Всё то, что я пыталась удержать внутри — обида, страх, унижение и какие-то невозможные надежды — вдруг вырывается наружу вместе
со шмыганьем носа. Едва слышным, будто я сама его стыжусь. Мама с вибрирующим звоном бросает ложку в раковину, подходит и аккуратно касается моего плеча.— Мирочек… — а спустя мгновение тише: — Солнышко, иди сюда. Давай поговорим.
В её объятиях по-прежнему уютно — как в облаке из ванили, корицы и кардамона. От мамы всегда пахло выпечкой.

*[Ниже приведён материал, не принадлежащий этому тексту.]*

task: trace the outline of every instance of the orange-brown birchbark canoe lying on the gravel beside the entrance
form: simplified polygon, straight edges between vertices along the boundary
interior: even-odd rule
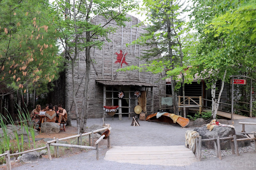
[[[146,117],[146,121],[154,121],[154,122],[164,122],[164,123],[174,123],[172,118],[170,118],[170,113],[164,113],[158,119],[156,118],[156,114],[151,114]],[[181,127],[186,127],[189,123],[188,118],[179,117],[176,121]]]

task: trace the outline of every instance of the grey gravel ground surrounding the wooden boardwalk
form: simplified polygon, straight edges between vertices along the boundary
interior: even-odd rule
[[[240,119],[234,121],[237,132],[242,130],[242,125],[238,122],[255,122],[255,118]],[[107,118],[105,123],[109,123],[111,130],[112,146],[177,146],[185,144],[186,130],[193,130],[194,127],[181,128],[179,125],[168,125],[156,122],[140,121],[139,127],[130,126],[132,119],[123,117],[122,121],[115,117],[114,120]],[[76,121],[72,121],[76,126]],[[102,125],[102,119],[88,119],[87,126],[98,124]],[[232,124],[230,122],[230,124]],[[256,131],[256,126],[245,125],[247,132]],[[96,160],[95,150],[88,150],[81,154],[75,154],[66,158],[53,158],[51,161],[47,158],[40,159],[36,164],[24,164],[13,168],[14,170],[35,170],[35,169],[111,169],[111,170],[153,170],[153,169],[173,169],[173,170],[201,170],[208,168],[224,168],[233,170],[244,168],[246,170],[256,169],[256,153],[254,152],[254,143],[251,146],[239,148],[240,156],[231,154],[230,150],[222,150],[222,160],[216,158],[214,150],[202,150],[202,161],[195,162],[190,166],[156,166],[118,163],[104,160],[107,146],[106,140],[104,145],[99,147],[99,160]]]

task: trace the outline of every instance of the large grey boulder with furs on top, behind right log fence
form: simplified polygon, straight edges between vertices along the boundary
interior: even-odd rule
[[[210,139],[213,138],[214,136],[217,137],[219,136],[220,138],[223,137],[228,137],[228,135],[236,134],[236,131],[232,127],[214,127],[212,131],[209,131],[206,129],[206,126],[200,127],[200,128],[195,128],[195,131],[197,131],[200,136],[202,136],[202,139]],[[236,138],[246,138],[245,135],[243,134],[237,134]],[[238,147],[243,147],[243,146],[249,146],[250,145],[250,140],[246,141],[240,141],[238,142]],[[206,141],[202,142],[202,146],[208,149],[214,149],[214,142],[213,141]],[[220,149],[230,149],[230,142],[229,140],[220,140]]]

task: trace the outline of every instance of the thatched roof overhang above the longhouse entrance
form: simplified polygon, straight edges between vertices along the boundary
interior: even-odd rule
[[[158,87],[158,85],[153,85],[146,83],[145,81],[128,81],[128,80],[103,80],[96,79],[98,84],[105,86],[140,86],[140,87]]]

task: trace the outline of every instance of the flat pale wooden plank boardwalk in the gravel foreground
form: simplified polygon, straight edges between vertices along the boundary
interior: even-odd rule
[[[185,146],[112,146],[105,160],[130,164],[186,166],[197,159]]]

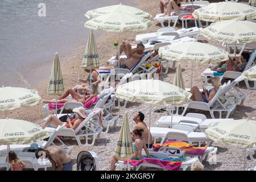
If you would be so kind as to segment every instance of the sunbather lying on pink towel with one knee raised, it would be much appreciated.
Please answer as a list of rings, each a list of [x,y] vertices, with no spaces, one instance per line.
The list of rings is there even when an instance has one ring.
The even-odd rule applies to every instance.
[[[92,89],[95,89],[94,87],[92,87]],[[88,102],[89,100],[91,100],[93,97],[95,97],[98,94],[97,90],[92,90],[93,93],[89,93],[86,89],[84,89],[82,91],[82,93],[84,94],[84,96],[81,98],[79,93],[77,93],[75,90],[73,90],[72,88],[69,88],[64,94],[63,96],[61,96],[58,100],[57,103],[64,103],[64,102],[68,102],[68,101],[76,101],[76,102],[81,102],[82,104],[85,104],[86,102]],[[67,99],[67,97],[69,96],[69,94],[71,94],[72,99]],[[55,104],[56,100],[43,100],[44,104]]]

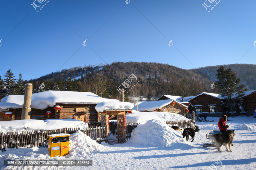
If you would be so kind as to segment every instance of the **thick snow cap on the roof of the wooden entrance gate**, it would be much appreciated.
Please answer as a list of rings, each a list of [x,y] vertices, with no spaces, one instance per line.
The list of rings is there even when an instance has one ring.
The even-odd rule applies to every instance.
[[[103,112],[104,110],[131,110],[133,104],[129,102],[120,102],[119,100],[111,99],[110,102],[101,102],[95,106],[95,110]]]

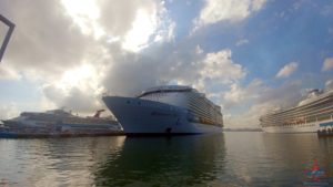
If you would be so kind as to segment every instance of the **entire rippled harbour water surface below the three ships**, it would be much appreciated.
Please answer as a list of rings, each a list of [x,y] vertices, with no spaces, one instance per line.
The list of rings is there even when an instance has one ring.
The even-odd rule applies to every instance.
[[[311,175],[314,160],[320,178]],[[324,179],[323,179],[324,178]],[[333,185],[333,138],[224,133],[0,139],[2,186]]]

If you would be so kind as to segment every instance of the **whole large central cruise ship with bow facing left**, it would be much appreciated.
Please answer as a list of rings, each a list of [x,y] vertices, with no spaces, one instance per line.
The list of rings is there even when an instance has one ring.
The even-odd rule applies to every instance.
[[[157,86],[135,97],[103,96],[128,135],[222,132],[221,107],[195,89]]]

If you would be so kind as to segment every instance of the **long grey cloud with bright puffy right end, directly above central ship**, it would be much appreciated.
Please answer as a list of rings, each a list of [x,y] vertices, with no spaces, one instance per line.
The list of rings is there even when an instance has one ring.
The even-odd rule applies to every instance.
[[[170,82],[192,85],[204,92],[213,85],[228,86],[245,76],[245,69],[231,58],[229,49],[204,53],[199,45],[188,42],[179,46],[159,45],[145,55],[115,53],[112,61],[121,63],[108,69],[102,84],[111,94],[129,96]]]

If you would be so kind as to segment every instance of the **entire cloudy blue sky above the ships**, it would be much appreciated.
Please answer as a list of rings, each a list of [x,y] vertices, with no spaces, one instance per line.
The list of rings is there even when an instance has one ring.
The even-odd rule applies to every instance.
[[[0,118],[105,108],[191,85],[221,105],[225,127],[333,87],[331,0],[0,0],[16,24],[0,63]],[[0,24],[0,41],[7,27]]]

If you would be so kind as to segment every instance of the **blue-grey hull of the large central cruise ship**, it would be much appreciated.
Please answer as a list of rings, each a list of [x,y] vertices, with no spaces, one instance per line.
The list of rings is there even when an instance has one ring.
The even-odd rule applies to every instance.
[[[103,101],[128,135],[222,132],[219,126],[190,123],[188,112],[179,106],[121,96],[105,96]]]

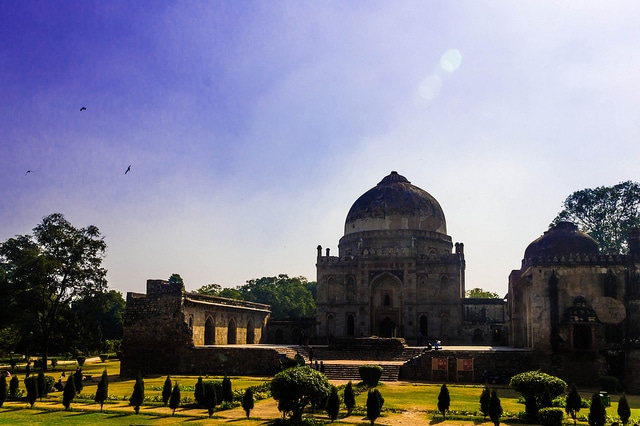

Так она прижимала меня к себе когда-то давно, в те теплые, почти стёртые временем дни, когда я еще была совсем маленькой и прятала лицо у неё под подбородком.
Это всё те же объятия крепкие, безусловные, не требующие лишних слов. Я не чувствовала их четыре года. Казалось, их бережно вынули из архивов памяти, стряхнули пыль и вернули мне. И вдруг стало ясно: для неё я всё ещё ребенок. Её девочка, которую можно просто прижать к себе, залечивая любую беду одним своим теплом.
И неважно, что именно болит — сбитая коленка или сердце, расцарапанное в кровь собственными ожиданиями. Главное, что рану всё ещё можно «обдуть» любовью.
От понимания, что я не одинока, реву белугой. И мне абсолютно плевать, какой жалкой я сейчас выгляжу. В том и соль: перед ней не нужно быть идеальной, взрослой, «вольфрамовой» леди. С мамой можно как в детстве — если она рядом, значит, всё поправимо.
Опустив взгляд в чашку, я решаю: про Савелия — ни слова. Мама не должна об этом знать. Пусть эта грязь останется за порогом, я не хочу приносить её в дом.
Она усаживает меня за стол, где тут же материализуется россыпь розеток с джемом и мёдом. Мама заваривает свой особенный травяной чай — в сущности, бесполезный: я всё равно чувствую только горечь. Но обидеть её отказом — последнее, чего мне хочется. Она всегда включает «режим чайной церемонии», когда ей кажется, что сердце у кого-то болит сильнее головы. Это её язык любви.
Щёлкает выключатель — огонь гаснет, следом затихает вытяжка. Кухня будто выдыхает вместе с ней, погружаясь в тёплый полумраку. Мама ставит передо мной фарфоровую чашку. Пар медленно поднимается и замирает в неподвижном воздухе. Она не торопит, не засыпает вопросами — просто ждёт. И в этой тихой заботе столько тепла, что моё «я» окончательно размягчается. Хочется выложить всё. Даже то, что годами пылилось в самых глубоких тайниках.
Не боясь осуждения, я начинаю говорить. С самого начала. С той далёкой, почти детской влюблённости, которая со стороны казалась милой и смешной, но на деле смяла меня ещё на взлёте. Рассказываю, как уезжала в Штаты, как по кусочкам собирала себя заново, склеивая трещины и заново училась дышать без боли.
Признаюсь, как мне страшно проходить этот путь во второй раз. Страшно позволить себе чувствовать — и снова не справиться.
Я предельно открыто делюсь всем, что связано с Мо. О том, как заигралась и в итоге переиграла саму себя. Про Иру. Про то, что не уверена, смогу ли простить ему интрижку с ней. Он ведь должен понимать, какой это удар — его отношения с кем-то из труппы. А уж тем более — с Вязевой.
Мама слушает, не перебивая ни снисходительной улыбкой, ни лишней жалостью. Когда я умолкаю, она долго и внимательно всматривается в моё лицо, словно заново запоминая каждую черту. Её глаза мягкие, но удивительно цепкие. В этом взгляде нет приговора — только глубокое, тихое участие. И от этого мне одновременно стыдно за свою хрупкость и до слез спокойно: здесь эту хрупкость можно не прятать.